In the last decade, hemodynamic parameters have emerged as potential markers of rupture risk in UIA. Some of these parameters include wall shear stress (WSS) and oscillatory shear index (OSI), which can be measured by computational fluid dynamics (CFD) [19]. Two of the largest studies in this respect were conducted by Xiang et al. [34] and Zhang et al. [35], including 204 and 173 aneurysms, respectively. In these papers, RA and UIA were analyzed, showing that low WSS and high OSI correlated with rupture risk. Taking into consideration that WSS has been associated with pathobiological changes in the aneurysm wall, such as disruption of the internal elastic lamina, smooth muscle cell migration, inflammatory infiltration, and loss of collagen [30], the use of these parameters in rupture risk prediction seems promising. While CFD is still being developed and refined, the incorporation of this technology can provide objective criteria to guide clinical decision-making and complement current scoring systems, such as PHASES and UIATS.

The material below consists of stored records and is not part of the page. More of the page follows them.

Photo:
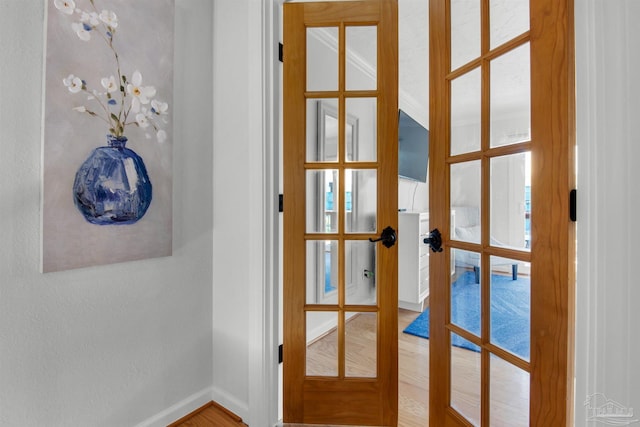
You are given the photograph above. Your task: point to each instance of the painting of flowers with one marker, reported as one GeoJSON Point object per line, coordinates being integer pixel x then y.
{"type": "Point", "coordinates": [107, 132]}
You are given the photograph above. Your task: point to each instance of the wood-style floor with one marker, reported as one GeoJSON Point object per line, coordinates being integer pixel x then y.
{"type": "Point", "coordinates": [510, 403]}
{"type": "Point", "coordinates": [413, 385]}
{"type": "Point", "coordinates": [210, 415]}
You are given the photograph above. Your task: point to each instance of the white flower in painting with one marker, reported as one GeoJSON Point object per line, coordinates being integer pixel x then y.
{"type": "Point", "coordinates": [110, 84]}
{"type": "Point", "coordinates": [162, 136]}
{"type": "Point", "coordinates": [109, 18]}
{"type": "Point", "coordinates": [65, 6]}
{"type": "Point", "coordinates": [82, 30]}
{"type": "Point", "coordinates": [90, 18]}
{"type": "Point", "coordinates": [73, 83]}
{"type": "Point", "coordinates": [158, 107]}
{"type": "Point", "coordinates": [142, 120]}
{"type": "Point", "coordinates": [141, 94]}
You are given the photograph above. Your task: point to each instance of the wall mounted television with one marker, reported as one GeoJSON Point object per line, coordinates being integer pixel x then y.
{"type": "Point", "coordinates": [413, 148]}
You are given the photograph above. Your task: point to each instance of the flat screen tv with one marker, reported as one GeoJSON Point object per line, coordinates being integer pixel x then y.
{"type": "Point", "coordinates": [413, 148]}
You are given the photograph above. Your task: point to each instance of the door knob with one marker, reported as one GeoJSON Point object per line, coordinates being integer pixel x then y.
{"type": "Point", "coordinates": [434, 240]}
{"type": "Point", "coordinates": [388, 237]}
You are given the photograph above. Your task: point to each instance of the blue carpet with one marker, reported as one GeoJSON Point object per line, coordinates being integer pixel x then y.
{"type": "Point", "coordinates": [510, 308]}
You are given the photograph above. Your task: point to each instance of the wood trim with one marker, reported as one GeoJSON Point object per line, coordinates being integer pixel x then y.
{"type": "Point", "coordinates": [553, 234]}
{"type": "Point", "coordinates": [191, 414]}
{"type": "Point", "coordinates": [439, 41]}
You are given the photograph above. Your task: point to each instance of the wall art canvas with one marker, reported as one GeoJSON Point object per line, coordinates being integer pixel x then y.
{"type": "Point", "coordinates": [107, 132]}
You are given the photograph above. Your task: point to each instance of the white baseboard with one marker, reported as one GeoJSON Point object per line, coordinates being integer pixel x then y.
{"type": "Point", "coordinates": [180, 409]}
{"type": "Point", "coordinates": [230, 403]}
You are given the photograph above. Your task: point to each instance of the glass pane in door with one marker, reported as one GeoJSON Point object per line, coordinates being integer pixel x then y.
{"type": "Point", "coordinates": [509, 405]}
{"type": "Point", "coordinates": [322, 59]}
{"type": "Point", "coordinates": [511, 97]}
{"type": "Point", "coordinates": [361, 129]}
{"type": "Point", "coordinates": [465, 113]}
{"type": "Point", "coordinates": [361, 200]}
{"type": "Point", "coordinates": [322, 343]}
{"type": "Point", "coordinates": [465, 293]}
{"type": "Point", "coordinates": [510, 301]}
{"type": "Point", "coordinates": [465, 193]}
{"type": "Point", "coordinates": [360, 272]}
{"type": "Point", "coordinates": [509, 19]}
{"type": "Point", "coordinates": [361, 345]}
{"type": "Point", "coordinates": [322, 130]}
{"type": "Point", "coordinates": [322, 201]}
{"type": "Point", "coordinates": [465, 45]}
{"type": "Point", "coordinates": [322, 272]}
{"type": "Point", "coordinates": [362, 57]}
{"type": "Point", "coordinates": [511, 201]}
{"type": "Point", "coordinates": [465, 379]}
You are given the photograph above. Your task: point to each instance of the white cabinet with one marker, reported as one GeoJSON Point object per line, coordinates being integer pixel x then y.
{"type": "Point", "coordinates": [413, 260]}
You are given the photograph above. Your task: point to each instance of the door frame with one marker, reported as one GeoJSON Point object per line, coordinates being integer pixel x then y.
{"type": "Point", "coordinates": [264, 23]}
{"type": "Point", "coordinates": [552, 325]}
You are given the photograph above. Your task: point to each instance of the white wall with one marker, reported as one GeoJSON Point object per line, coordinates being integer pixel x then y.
{"type": "Point", "coordinates": [608, 289]}
{"type": "Point", "coordinates": [119, 344]}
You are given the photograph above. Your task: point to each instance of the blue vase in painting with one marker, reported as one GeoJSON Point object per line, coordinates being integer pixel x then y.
{"type": "Point", "coordinates": [112, 186]}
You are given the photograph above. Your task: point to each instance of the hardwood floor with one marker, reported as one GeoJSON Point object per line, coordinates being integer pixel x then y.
{"type": "Point", "coordinates": [510, 401]}
{"type": "Point", "coordinates": [210, 415]}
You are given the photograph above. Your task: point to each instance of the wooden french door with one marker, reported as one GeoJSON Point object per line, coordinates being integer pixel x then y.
{"type": "Point", "coordinates": [501, 173]}
{"type": "Point", "coordinates": [340, 192]}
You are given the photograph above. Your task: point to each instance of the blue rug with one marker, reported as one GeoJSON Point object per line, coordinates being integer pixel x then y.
{"type": "Point", "coordinates": [510, 308]}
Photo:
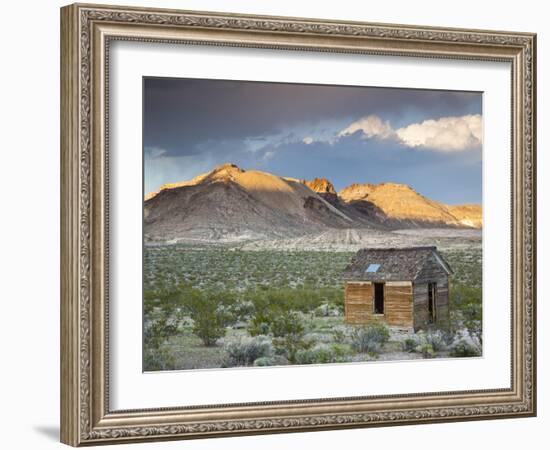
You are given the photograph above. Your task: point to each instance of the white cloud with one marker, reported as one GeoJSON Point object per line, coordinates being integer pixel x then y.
{"type": "Point", "coordinates": [268, 155]}
{"type": "Point", "coordinates": [447, 134]}
{"type": "Point", "coordinates": [370, 126]}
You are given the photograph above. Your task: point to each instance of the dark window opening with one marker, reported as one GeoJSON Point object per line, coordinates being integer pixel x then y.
{"type": "Point", "coordinates": [378, 298]}
{"type": "Point", "coordinates": [432, 292]}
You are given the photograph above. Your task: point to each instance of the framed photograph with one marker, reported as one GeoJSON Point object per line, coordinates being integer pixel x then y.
{"type": "Point", "coordinates": [275, 224]}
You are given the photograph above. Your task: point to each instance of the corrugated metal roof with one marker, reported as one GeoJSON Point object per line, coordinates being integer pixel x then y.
{"type": "Point", "coordinates": [395, 264]}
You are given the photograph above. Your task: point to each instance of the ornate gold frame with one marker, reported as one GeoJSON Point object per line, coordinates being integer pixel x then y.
{"type": "Point", "coordinates": [86, 31]}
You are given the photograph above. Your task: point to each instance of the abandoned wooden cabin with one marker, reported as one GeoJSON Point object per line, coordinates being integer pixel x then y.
{"type": "Point", "coordinates": [406, 288]}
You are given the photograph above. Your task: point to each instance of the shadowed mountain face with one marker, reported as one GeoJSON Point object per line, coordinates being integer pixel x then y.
{"type": "Point", "coordinates": [230, 204]}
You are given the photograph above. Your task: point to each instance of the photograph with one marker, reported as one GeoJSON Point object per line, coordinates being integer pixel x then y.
{"type": "Point", "coordinates": [295, 224]}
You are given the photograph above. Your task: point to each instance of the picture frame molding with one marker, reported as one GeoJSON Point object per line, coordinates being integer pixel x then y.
{"type": "Point", "coordinates": [86, 32]}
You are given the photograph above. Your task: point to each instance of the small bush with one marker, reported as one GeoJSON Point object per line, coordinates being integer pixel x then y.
{"type": "Point", "coordinates": [324, 353]}
{"type": "Point", "coordinates": [370, 339]}
{"type": "Point", "coordinates": [244, 351]}
{"type": "Point", "coordinates": [340, 335]}
{"type": "Point", "coordinates": [327, 310]}
{"type": "Point", "coordinates": [275, 360]}
{"type": "Point", "coordinates": [463, 349]}
{"type": "Point", "coordinates": [436, 340]}
{"type": "Point", "coordinates": [410, 343]}
{"type": "Point", "coordinates": [211, 313]}
{"type": "Point", "coordinates": [426, 350]}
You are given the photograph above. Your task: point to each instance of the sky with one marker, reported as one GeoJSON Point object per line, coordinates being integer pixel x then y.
{"type": "Point", "coordinates": [428, 139]}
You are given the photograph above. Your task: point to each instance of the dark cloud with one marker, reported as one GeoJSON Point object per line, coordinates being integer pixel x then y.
{"type": "Point", "coordinates": [259, 126]}
{"type": "Point", "coordinates": [182, 113]}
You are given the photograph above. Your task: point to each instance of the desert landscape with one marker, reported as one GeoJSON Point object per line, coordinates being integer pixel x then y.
{"type": "Point", "coordinates": [244, 268]}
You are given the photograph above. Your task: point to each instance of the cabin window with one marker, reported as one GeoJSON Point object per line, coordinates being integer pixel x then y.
{"type": "Point", "coordinates": [378, 298]}
{"type": "Point", "coordinates": [432, 293]}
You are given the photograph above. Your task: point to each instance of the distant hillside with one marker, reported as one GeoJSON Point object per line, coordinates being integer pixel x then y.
{"type": "Point", "coordinates": [230, 204]}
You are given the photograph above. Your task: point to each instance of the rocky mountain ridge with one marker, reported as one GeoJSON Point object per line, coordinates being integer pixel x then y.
{"type": "Point", "coordinates": [230, 204]}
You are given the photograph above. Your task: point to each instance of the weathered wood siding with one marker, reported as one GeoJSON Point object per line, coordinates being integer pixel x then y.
{"type": "Point", "coordinates": [398, 305]}
{"type": "Point", "coordinates": [358, 298]}
{"type": "Point", "coordinates": [432, 272]}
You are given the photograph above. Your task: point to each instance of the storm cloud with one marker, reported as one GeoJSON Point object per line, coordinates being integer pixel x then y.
{"type": "Point", "coordinates": [426, 138]}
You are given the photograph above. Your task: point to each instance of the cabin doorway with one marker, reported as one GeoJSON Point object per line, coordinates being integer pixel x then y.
{"type": "Point", "coordinates": [432, 292]}
{"type": "Point", "coordinates": [378, 298]}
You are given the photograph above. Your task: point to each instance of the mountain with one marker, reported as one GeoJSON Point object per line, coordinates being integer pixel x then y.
{"type": "Point", "coordinates": [231, 204]}
{"type": "Point", "coordinates": [468, 215]}
{"type": "Point", "coordinates": [400, 206]}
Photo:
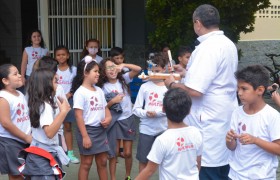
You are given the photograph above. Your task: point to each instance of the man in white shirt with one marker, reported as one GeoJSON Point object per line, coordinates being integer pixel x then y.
{"type": "Point", "coordinates": [212, 86]}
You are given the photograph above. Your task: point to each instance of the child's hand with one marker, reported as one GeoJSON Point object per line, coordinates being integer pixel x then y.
{"type": "Point", "coordinates": [151, 114]}
{"type": "Point", "coordinates": [231, 135]}
{"type": "Point", "coordinates": [87, 142]}
{"type": "Point", "coordinates": [63, 105]}
{"type": "Point", "coordinates": [247, 139]}
{"type": "Point", "coordinates": [120, 67]}
{"type": "Point", "coordinates": [28, 139]}
{"type": "Point", "coordinates": [68, 95]}
{"type": "Point", "coordinates": [118, 98]}
{"type": "Point", "coordinates": [106, 122]}
{"type": "Point", "coordinates": [180, 70]}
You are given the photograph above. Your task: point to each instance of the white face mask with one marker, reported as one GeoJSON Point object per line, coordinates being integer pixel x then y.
{"type": "Point", "coordinates": [92, 51]}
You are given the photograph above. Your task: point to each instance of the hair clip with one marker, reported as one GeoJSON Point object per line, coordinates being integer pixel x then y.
{"type": "Point", "coordinates": [88, 59]}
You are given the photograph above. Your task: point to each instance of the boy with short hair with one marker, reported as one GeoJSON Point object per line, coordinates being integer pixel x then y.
{"type": "Point", "coordinates": [254, 137]}
{"type": "Point", "coordinates": [152, 120]}
{"type": "Point", "coordinates": [177, 151]}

Study strengths and limitations

Our study is retrospective in nature with a relatively small patient population. The retrospective design renders the study subject to several biases, in particular, data quality assurance. Risk factors contained in the social history, such as tobacco or alcohol consumption, might not have been accurately documented. This, in turn, might have skewed the UIATS towards observation instead of treatment. A larger, prospective cohort might have yielded different results, possibly in greater accordance with the UIATS.

On the other hand, because of the methodology of our study, predictive values and specificity could not be calculated, as the entire cohort was considered as “diseased.” The former would presuppose a disease prevalence of 100%, which does not reflect the real prevalence of aSAH or UIA. Therefore, the estimation of predictive values and accuracy cannot be conducted in a reliable fashion. While this is also a potential limitation of the study, our results serve to illustrate how fallible the UIATS can be.

Conclusion

Treatment decision-making in patients with UIA remains difficult and controverted. To date, no prospective cohort studies exist to unequivocally answer the question of which UIA should be treated in order to prevent devastating aSAH. In such a dubious scientific environment, the UIATS provides a quantification of expert-assessed risk factors for UIA rupture. While useful when considering all the variables that should determine UIA treatment, the UIATS is not an empiric, mathematical model. Consequently, the UIATS should be regarded as a harmonized expert opinion on a complex subject matter, not fact. The authors thus recommend the use of UIATS as an adjunct in UIA treatment decision-making, but not as a stand-alone tool.